To get derrières on as many of the 736 seats as possible, the leaders of the political groups in the European Parliament have suggested fining those MEPs who dare to give the three hour slot for the speech and debate a miss.
An electronic test will be carried out three times during the debate, starting early on Tuesday (7 September), and deputies who are twice conspicuous by their absence may be subject to a small financial penalty.
The political group leaders' decision, put together at a meeting on Thursday, was summed up in an email sent to one of the smaller groups in the parliament.

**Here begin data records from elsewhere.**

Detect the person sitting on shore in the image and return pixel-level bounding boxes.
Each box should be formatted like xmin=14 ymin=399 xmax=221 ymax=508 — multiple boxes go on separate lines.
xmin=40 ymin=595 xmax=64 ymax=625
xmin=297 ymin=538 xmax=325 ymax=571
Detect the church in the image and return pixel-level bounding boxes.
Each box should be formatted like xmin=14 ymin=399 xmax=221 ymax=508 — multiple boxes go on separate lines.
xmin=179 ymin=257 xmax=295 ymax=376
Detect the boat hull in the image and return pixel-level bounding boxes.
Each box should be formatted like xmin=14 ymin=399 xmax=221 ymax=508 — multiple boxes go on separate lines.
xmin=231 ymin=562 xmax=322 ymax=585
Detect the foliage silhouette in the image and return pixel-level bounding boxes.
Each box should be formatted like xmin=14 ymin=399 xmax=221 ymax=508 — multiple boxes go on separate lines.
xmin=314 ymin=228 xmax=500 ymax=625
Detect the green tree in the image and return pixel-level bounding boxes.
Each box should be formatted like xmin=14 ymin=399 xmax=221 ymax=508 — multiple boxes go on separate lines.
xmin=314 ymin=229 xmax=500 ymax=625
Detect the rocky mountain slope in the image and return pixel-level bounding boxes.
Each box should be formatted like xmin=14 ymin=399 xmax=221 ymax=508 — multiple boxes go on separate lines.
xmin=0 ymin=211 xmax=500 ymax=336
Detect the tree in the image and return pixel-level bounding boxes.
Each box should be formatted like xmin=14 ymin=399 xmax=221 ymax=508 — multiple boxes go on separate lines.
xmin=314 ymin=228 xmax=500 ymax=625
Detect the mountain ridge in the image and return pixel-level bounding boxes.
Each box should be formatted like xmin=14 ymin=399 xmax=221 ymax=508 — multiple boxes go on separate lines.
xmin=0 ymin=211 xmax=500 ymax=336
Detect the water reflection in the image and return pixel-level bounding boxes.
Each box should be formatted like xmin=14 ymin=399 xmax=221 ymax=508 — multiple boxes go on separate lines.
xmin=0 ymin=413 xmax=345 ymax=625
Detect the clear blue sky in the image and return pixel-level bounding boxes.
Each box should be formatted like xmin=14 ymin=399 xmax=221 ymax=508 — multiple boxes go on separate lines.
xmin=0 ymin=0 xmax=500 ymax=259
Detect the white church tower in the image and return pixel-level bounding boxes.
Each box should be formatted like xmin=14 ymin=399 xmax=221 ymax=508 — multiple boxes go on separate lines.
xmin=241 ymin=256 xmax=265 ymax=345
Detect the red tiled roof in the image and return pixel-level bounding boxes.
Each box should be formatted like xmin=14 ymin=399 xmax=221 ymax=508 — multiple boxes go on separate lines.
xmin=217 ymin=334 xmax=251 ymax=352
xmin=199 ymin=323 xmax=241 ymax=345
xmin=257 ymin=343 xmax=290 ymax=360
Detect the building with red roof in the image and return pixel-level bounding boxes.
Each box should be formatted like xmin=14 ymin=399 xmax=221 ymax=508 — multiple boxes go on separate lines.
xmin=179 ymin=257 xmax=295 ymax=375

"With a view to ensuring the highest possible attendance at the debate on the State of the Union, [it has been decided] to introduce specific checks on Members' presence in the Chamber using the electronic system at three different moments during the debate," the email said.
"What this means in practice is that there will be 3 "appel nominal de presence" during the State of the of Union debate. Those Members not present at 2 out of 3 checks will face a financial penalty."
The exact details are still to be worked out by the President of the European Parliament, Jerzy Buzek, and the institution's 14 vice-presidents when they meet on Monday evening.
It is likely that errant MEPs will be fined a quarter of their daily allowance. MEPs receive a daily diet of €298 for attending plenary and voting.
"It's not a question of fines, it is a question of getting your daily allowance," said one parliament source, dipping into the semantics of the move.
The new idea will be based on a fine system already used for attendance during voting. "The system is that if you are not present at at least half of the roll call votes during the plenary, you will lose half of your daily allowances of the week," the source went on.
Responding to the proposal, UK Liberal MEP Baroness Sarah Ludford said: "My reaction is incredulity. This is absurd! Has April Fool's day come early?"
She said that while attendance is often a problem, as much due to heavy workloads as anything else, an appeal to "courtesy" would have sufficed.
The outspoken MEP said that having heard about the proposal, she is not sure whether she will now attend the debate: "I might have a childish little protest and watch it in my office instead."
Another hostile reaction came from Dutch Green MEP Bas Eickhout: "I didn't know I was elected to a European school class that is getting penalties for not attending a very ground-breaking lesson. The best way to get great attendance is by delivering a State of the Union address that offers new insights and ideas for our European project.
"I fear people came to this ridiculous idea after reading the draft of Barroso's speech."
Mr Barroso's speech is to start at 9am Brussels time on Tuesday and is expected to take the temperature of the EU, which has been buffeted by the economic crisis, and which is struggling to find its feet on the global stage.